If our data are skewed, we’d usually use the median and the interquartile range. The 75th percentile will have 75% of data less than it, and 25% greater than it.
This is important as normally and skewed distribution data need different statistical tests.
9.2 Categorical Data
Are your data ordered or not ordered?
9.3 Summariseing data
Normal continuous data: Mean, SD Skewed continuous data: Median, IQR Categorical data: Proportions/%s by category
9.4 Comparing between groups
Continuous normal groups: Students T Test - this uses the actual values of the variables Continuous skewed groups: Wilcoxon rank sum test (or Mann Whitney U) - these are non parametric tests, they use the rank (the order) of a value rather than the actual value itself
The reason you don’t always use a non parameteric data is you want to keep as much info as possible, and using values is better than rank if possible
Categorical (not ordered): Chi squared test (or fishers exact test if less than 5) Categorical (ordered): Chi squared test, or chi squared test for linear trend
9.5 Paired data
t test - paired t test wilcoxon - wilcoxon signed rank chi squared - mcnemars test
9.6 Ratios
9.6.1 Risk Ratios
We would generally put the exposure of interest as the rows, we put the outcome variable as the columns (so title of exposure on the side, title of outcome at the top)
This is to compare two groups of variables
Denominator is the total of the row of the exposure
- | - | Disease | Disease |
---|---|---|---|
- | - | Positive | Negative |
Exposure | Positive | a | b |
Exposure | Negative | c | d |
Risk Ratio = (a / a+b) / (c / c+d)
Your risk of disease if positive exposure over your risk of disease if negative exposure
9.6.2 Odds Ratios
Denominator is the total of people without the thing you’re interested in.
- | - | Disease | Disease |
---|---|---|---|
- | - | Positive | Negative |
Exposure | Positive | a | b |
Exposure | Negative | c | d |
Odds Ratio = (a/b) / (c/d)
Your odds of disease if exposure positive (disease vs no disease in patients with exposure) over your odds of disease if exposure negative
We tend to interpret odds as if they’re risk, but that’s not true.
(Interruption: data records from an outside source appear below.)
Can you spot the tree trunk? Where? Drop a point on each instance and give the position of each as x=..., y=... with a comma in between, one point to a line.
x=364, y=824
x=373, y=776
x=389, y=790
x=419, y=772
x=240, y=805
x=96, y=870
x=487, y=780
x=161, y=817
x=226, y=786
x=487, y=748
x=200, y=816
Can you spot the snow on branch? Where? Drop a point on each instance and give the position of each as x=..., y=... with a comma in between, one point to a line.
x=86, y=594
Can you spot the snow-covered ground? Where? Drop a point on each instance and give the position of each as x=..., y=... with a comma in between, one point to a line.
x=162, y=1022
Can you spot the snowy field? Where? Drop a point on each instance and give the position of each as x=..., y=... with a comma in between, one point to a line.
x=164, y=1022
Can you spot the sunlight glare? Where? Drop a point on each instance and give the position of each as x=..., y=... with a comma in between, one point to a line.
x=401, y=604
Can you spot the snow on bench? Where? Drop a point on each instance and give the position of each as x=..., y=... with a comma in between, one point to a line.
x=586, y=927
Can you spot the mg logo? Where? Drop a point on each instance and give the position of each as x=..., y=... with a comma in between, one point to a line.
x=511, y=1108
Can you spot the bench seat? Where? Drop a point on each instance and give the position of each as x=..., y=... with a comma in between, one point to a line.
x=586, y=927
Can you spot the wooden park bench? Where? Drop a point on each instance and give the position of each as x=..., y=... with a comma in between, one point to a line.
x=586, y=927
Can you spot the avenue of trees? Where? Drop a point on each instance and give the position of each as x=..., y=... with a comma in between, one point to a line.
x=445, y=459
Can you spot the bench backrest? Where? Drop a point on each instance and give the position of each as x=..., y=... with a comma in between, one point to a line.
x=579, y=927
When an outcome is common, odds become quite different to risks. Odds are generally further away from one than the risk ratio
9.7 P value
What is the probability that the observed difference occured by chance alone?
They don’t tell you the strength of the association between a variable and an outcome. That’s what a risk ratio or an odds ratio is for.
9.7.1 Confifence intervals
Tell you more than p values, they tell you about the plausible range of results. Both confidence intervals and p values are strongly influenced by sample size.
If presenting the data, give confidence intervals rather than just p values (especially rather than just > or < 0.05)
If a confidence interval crosses one, there’s no difference between the two groups.
9.8 Sample Size,
Is incredibly important, work it out at the start of the study design.